10 La gente le preguntaba: «Pues ¿qué debemos hacer?»
11 Y él les respondía: «El que tenga dos túnicas, que las reparta con el que no tiene; el que tenga para comer, que haga lo mismo.»
12 Vinieron también publicanos a bautizarse, y le dijeron: «Maestro, ¿qué debemos hacer?»
13 El les dijo: «No exijáis más de lo que os está fijado.»
14 Preguntáronle también unos soldados: «Y nosotros ¿qué debemos hacer?» Él les dijo: «No hagáis extorsión a nadie, no hagáis denuncias falsas, y contentaos con vuestra soldada.»
15 Como el pueblo estaba a la espera, andaban todos pensando en sus corazones acerca de Juan, si no sería él el Cristo;
16 respondió Juan a todos, diciendo: «Yo os bautizo con agua; pero viene el que es más fuerte que yo, y no soy digno de desatarle la correa de sus sandalias. Él os bautizará en Espíritu Santo y fuego.
17 En su mano tiene el bieldo para limpiar su era y recoger el trigo en su granero; pero la paja la quemará con fuego que no se apaga.»
18 Y, con otras muchas exhortaciones, anunciaba al pueblo la Buena Nueva. (Lc. 3, 10-18)

En este momento de la historia de Israel, el pueblo estaba en expectación por la llegada del Mesías prometido. Parece como que Dios hubiera preparado los ánimos y no sólo con un Precursor del mismo sino con el Enviado por Dios: Jesús. Es verdad que ÉI todavía no se había revelado a su pueblo, pero tenía unos 30 años y era la Luz que va a alumbrar a todas las naciones. Por esto, su persona irradiaba luz aunque estuviera oculta entre sus gentes. Así, los ánimos de todos, estaban en espera y haciendo como cabida en su corazón al que tenía que llegar.
Y, cuándo apareció Juan el Bautista bautizando en el Jordán y predicando un bautismo de penitencia, todos se cuestionaban si no sería ya llegado el Mesías. Pero Juan Bautista era un hombre amigo de la verdad y no admitía en su persona un solo equívoco: “yo no soy el que esperáis, yo tan sólo soy “la voz que clama en el desierto” para que os convirtáis y sigáis los Mandamientos de Dios con fidelidad”. Y, les anunciaba que “el más fuerte ya está entre vosotros y, cuando se manifieste, no bautizará sólo con agua sino con Espíritu Santo y fuego. Él también separará lo precioso de lo vil en la vida de cada hombre, porque será como un Fuego de Amor que transforma en su mismo Amor, todo aquello que toca.

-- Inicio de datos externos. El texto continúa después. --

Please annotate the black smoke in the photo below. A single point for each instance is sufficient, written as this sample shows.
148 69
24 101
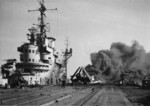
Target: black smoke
121 58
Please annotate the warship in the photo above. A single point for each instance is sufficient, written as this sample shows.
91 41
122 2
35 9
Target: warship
40 63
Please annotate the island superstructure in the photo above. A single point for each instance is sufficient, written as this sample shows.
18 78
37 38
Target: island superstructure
39 60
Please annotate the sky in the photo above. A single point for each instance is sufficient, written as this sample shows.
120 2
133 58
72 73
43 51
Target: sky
90 25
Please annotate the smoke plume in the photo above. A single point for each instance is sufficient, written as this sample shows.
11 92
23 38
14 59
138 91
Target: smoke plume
121 58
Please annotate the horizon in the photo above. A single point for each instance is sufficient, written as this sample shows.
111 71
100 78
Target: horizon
90 26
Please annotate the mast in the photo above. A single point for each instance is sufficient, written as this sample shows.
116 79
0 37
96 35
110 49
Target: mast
42 24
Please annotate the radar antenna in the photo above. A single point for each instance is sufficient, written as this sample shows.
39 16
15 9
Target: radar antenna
42 10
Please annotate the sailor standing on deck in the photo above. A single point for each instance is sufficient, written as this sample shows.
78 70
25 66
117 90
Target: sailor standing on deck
63 79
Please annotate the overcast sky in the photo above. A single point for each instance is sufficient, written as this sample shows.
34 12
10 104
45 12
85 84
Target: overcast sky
91 25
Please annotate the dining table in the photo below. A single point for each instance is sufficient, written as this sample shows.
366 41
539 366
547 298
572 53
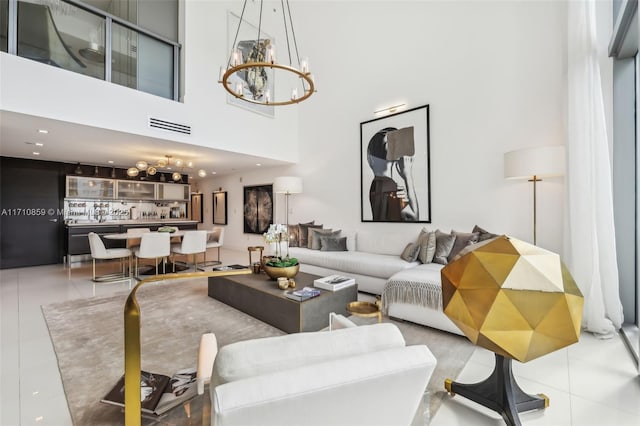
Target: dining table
151 270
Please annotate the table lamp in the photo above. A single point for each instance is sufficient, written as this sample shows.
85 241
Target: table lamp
287 185
533 164
518 301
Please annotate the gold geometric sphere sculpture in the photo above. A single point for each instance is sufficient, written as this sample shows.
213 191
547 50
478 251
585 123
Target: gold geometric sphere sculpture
513 298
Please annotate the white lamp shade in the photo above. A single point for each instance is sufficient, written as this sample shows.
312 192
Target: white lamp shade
544 161
287 185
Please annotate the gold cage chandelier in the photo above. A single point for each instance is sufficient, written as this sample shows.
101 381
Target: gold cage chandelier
250 70
163 163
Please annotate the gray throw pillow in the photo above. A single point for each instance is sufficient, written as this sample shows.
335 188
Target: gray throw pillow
410 252
333 243
304 233
294 234
314 241
463 239
444 244
482 234
427 243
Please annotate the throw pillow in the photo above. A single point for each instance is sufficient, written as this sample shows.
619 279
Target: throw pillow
483 235
304 233
314 241
463 239
427 243
410 252
444 244
333 243
294 234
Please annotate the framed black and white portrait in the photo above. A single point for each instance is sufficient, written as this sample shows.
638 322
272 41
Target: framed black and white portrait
395 168
258 208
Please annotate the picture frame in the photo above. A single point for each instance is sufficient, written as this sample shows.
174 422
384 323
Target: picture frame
246 40
219 207
258 208
395 181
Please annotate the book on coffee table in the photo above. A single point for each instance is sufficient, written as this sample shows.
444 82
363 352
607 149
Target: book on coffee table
303 294
159 393
334 282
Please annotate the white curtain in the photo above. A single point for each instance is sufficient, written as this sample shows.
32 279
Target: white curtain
590 237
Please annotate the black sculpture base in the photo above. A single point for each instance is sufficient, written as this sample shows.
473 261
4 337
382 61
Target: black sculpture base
500 392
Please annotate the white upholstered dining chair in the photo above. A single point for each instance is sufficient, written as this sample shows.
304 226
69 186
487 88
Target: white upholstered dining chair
153 245
193 242
99 251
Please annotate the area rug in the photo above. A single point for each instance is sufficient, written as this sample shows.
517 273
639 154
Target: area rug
87 336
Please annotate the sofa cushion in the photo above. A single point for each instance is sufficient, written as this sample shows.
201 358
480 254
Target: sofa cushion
256 357
294 234
333 243
463 239
427 243
410 252
303 237
354 262
444 245
313 242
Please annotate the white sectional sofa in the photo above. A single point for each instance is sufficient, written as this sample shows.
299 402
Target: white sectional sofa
374 261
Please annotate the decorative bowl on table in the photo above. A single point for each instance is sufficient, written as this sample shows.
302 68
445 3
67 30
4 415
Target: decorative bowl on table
276 268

Juan, a cada uno según su estado, les indicaba cómo habían de purificarse para acoger al que trae Fuego, al que diviniza. No se trata de cambiar de oficio sino de buscar la santidad de Dios en nuestras vidas. Y la santidad es ponernos en todo según su voluntad, porque quiere que sigamos sus Mandamientos.

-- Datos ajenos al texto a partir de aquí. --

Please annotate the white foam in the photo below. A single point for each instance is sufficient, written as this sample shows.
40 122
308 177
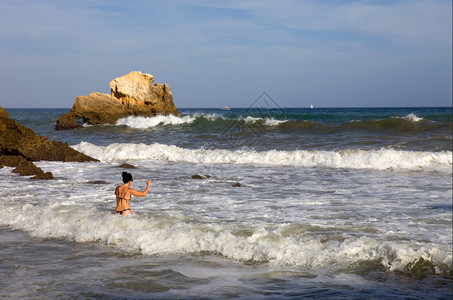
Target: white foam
354 159
412 117
266 121
149 122
166 234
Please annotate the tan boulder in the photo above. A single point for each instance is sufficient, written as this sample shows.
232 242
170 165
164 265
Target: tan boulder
131 95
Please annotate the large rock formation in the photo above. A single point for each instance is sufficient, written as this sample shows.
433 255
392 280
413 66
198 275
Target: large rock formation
19 146
131 95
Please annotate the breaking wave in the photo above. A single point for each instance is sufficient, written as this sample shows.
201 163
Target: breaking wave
355 159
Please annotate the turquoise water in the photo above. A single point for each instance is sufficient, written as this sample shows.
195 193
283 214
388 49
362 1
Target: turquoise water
332 203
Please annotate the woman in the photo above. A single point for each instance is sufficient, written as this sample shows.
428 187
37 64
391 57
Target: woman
124 193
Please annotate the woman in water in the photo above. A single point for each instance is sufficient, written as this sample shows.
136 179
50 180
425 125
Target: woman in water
124 193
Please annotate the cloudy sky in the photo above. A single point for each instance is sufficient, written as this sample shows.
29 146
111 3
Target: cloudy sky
332 53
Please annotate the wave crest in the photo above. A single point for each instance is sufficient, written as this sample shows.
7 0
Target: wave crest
355 159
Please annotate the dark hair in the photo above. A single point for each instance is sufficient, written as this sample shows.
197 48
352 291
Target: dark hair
127 177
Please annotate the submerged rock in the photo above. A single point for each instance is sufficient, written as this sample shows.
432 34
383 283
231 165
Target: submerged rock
20 146
131 95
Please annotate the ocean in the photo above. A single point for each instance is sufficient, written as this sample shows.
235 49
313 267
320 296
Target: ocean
343 203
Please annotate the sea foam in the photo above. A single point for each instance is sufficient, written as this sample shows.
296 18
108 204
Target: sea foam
355 159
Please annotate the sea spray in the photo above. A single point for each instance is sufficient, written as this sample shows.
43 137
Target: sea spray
355 159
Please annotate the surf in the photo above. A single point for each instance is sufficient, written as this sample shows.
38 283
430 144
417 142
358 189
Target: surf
381 159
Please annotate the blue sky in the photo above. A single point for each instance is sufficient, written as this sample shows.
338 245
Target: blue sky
215 53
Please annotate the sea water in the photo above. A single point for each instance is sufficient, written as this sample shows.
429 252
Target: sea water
319 203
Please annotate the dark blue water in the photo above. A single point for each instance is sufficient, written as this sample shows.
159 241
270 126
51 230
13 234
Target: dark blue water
413 129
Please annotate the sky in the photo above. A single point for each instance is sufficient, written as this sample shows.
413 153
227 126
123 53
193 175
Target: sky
329 53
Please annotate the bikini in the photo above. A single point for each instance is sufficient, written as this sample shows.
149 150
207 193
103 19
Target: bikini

Pero con Jesús, la predicación del Bautista, cambia bastante. Jesús nos trae el Espíritu de Dios que es el Amor del Padre y Éste, lo primero que hace es purificar nuestra alma, porque desea tomar posesión de ella. La alegría de Juan ante la obra de Jesús es incontenible: “¡Porque esta alegría mía está cumplida!”. Tantos años en el desierto con una oración llena de esperanza daba ahora sus mejores frutos. Podría haber dicho lo mismo que Simeón: “ahora Señor según tu promesa, puedes dejar a tu siervo irse en paz”. Sí, ha acabado su predicación, pero ahora le toca seguir a este Mesías que tanto amaba hasta imitarle en la muerte con el derramamiento de su sangre: “el que no toma su cruz y me sigue, no puede ser discípulo mío”. Por esto, fue el Bautista el primer discípulo de Jesús y el más acabado. Y es que Juan ya fue lleno del Espíritu Santo en el seno de su madre y siempre fue fiel a sus menores insinuaciones.
¡Oh Jesús, tú quieres y puedes darnos tu Espíritu Santo para que te preparemos en nuestro corazón “un discípulo bien dispuesto”! ¡Esto es lo que esperas de nosotros a las puertas de esta próxima Navidad, porque naces para mí y, si tu gracia me llena, podré hacerte en mi alma una digna morada! ¡Qué así se haga, Señor mío! ¡Amen!